Como sói acontecer em nosso liberalismo tão singular, também o mercado de livros didáticos se configurou, principalmente nas últimas duas décadas, excessivamente dependente do Estado, além de monopolizado por grandes grupos econômicos. Entre outros meios de pressão cujo objetivo era tirar do mercado as pequenas editoras, tais grupos passaram a se valer das mídias a eles associadas para questionar a qualidade dos livros didáticos e, em seguida, a co-participação dos governos no financiamento de material “ideológico” e “doutrinário”. Não sei se fruto ou não de uma ação coordenada, mas a criação da ESP, em 2004, amplia esse debate, ao mesmo tempo em que desloca o foco dos interesses mercadológicos e econômicos para uma iniciativa de caráter civil e autônoma de “estudantes e pais preocupados com o grau de contaminação político-ideológica das escolas brasileiras”. Nada mais enganoso.

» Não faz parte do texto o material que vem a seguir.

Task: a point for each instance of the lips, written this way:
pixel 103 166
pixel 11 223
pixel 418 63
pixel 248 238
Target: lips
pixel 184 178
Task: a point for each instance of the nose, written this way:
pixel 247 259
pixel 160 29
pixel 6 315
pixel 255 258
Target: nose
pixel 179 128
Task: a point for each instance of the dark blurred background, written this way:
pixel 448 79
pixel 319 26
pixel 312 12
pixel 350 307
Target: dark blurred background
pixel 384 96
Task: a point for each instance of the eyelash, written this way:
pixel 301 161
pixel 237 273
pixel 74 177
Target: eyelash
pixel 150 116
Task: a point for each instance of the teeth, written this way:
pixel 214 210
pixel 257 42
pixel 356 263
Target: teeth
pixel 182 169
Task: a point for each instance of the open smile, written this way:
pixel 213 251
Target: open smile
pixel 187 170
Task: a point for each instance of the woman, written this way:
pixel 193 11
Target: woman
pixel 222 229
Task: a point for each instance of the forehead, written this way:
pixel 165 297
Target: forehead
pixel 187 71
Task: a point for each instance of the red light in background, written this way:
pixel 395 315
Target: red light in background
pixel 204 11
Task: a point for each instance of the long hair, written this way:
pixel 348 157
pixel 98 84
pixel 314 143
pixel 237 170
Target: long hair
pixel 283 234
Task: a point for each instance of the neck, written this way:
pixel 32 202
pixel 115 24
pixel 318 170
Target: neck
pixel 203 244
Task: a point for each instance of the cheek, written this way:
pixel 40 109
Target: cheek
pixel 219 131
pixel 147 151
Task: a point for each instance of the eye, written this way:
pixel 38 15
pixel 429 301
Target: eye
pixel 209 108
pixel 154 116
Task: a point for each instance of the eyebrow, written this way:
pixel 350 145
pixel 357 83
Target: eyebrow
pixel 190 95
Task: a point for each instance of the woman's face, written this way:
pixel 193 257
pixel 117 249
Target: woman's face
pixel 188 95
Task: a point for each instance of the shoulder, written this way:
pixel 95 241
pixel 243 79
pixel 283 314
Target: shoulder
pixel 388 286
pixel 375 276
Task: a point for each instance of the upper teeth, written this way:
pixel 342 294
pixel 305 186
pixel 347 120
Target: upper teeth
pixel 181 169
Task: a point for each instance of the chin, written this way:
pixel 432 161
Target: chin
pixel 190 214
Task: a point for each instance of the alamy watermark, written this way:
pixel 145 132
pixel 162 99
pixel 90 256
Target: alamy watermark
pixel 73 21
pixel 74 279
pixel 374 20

A principal estratégia da ESP é apostar na ignorância não apenas intelectual de seu público – a esmagadora maioria dos que denunciam a “doutrinação ideológica” ou vociferam contra Paulo Freire não fazem a mais pálida ideia do que dizem –, mas também empírica. Não há, da parte dos ideólogos por trás da entidade, a preocupação em mostrar dados estatísticos que suportem afirmações como “um exército organizado de militantes travestidos de professores prevalece-se da liberdade de cátedra (...) para impingir-lhes [aos alunos] a sua própria visão de mundo”; ou “a imensa maioria dos educadores e das autoridades, quando não promove ou apoia a doutrinação”; ou ainda que “a instrumentalização do ensino para fins políticos, ideológicos e partidários” é um “problema gravíssimo que atinge a imensa maioria das escolas e universidades brasileiras”.

Não há informações precisas porque elas não são necessárias. Trata-se de criar um clima de paranoia generalizada e, nesse caso, quanto mais genérica a afirmação, mais eficiente ela é. E se já é duvidoso apresentar o excepcional como normal, tática amplamente utilizada, a ESP vai mais longe. As “provas” de que estamos diante de “um exército organizado de militantes travestidos de professores” a deturpar seus alunos são sempre fragmentárias: um recorte de revista utilizada em uma aula; uma ementa, unidade ou tópico de um programa disciplinar; o depoimento de um ou uma estudante que se sentiu prejudicado. Não há contexto, nem verificação, nem acompanhamento, tampouco diálogo. Nada. A ESP não é apenas desonesta, mas perversa: ela fabrica a exceção que tratará, em seguida, de apresentar como regra; regra que servirá de prova a justificar e sustentar seu empreendimento policialesco, moralizante e ideológico.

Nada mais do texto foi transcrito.